U.S. Secretary of the Interior Deb Haaland speaks during the National Tree Lighting Ceremony at the Ellipse near the White House in Washington, U.S., December 2, 2021. Reuters / LEAH MILLIS

An Interior Department investigation into the dark history of Indian boarding schools has found "marked or unmarked burial sites" at some 53 schools, Secretary Deb Haaland said on Wednesday.

Haaland, the first Native American cabinet member, last year announced the investigation.

A former congresswoman from New Mexico and the first Native American to serve as a cabinet secretary, Haaland in 2020 introduced legislation calling for a Truth and Healing Commission into conditions at former Indian boarding schools. That legislation is still pending.

"The consequences of federal Indian boarding school policies ... are heartbreaking and undeniable," Haaland said in a statement. "It is my priority to not only give voice to the survivors and descendants of federal Indian boarding school policies, but also to address the lasting legacies of these policies so Indigenous Peoples can continue to grow and heal."

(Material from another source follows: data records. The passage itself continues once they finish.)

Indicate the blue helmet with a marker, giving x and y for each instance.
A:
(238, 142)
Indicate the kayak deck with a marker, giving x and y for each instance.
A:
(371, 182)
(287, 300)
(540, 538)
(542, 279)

Conditions at former Indian boarding schools gained global attention last year when tribal leaders in Canada announced the discovery of the unmarked graves of 215 children at the site of the former Kamloops residential school for indigenous children, as such institutions are known in Canada.

Unlike the United States, Canada carried out a full investigation into its schools via a Truth and Reconciliation Commission.

Until Wednesday, the U.S. government had yet to provide any true accounting of the legacy of such schools, including never acknowledging how many children attended them, how many children died or went missing from them or even how many schools existed.

For over 150 years, Native American children in the United States were forcibly removed from their tribes and sent to such schools beginning in 1819 in an effort at forced assimilation.

Schools were run by the U.S. government or by churches in close connection to the government. Many children were abused at the schools, and tens of thousands were never heard from again, activists and researchers say.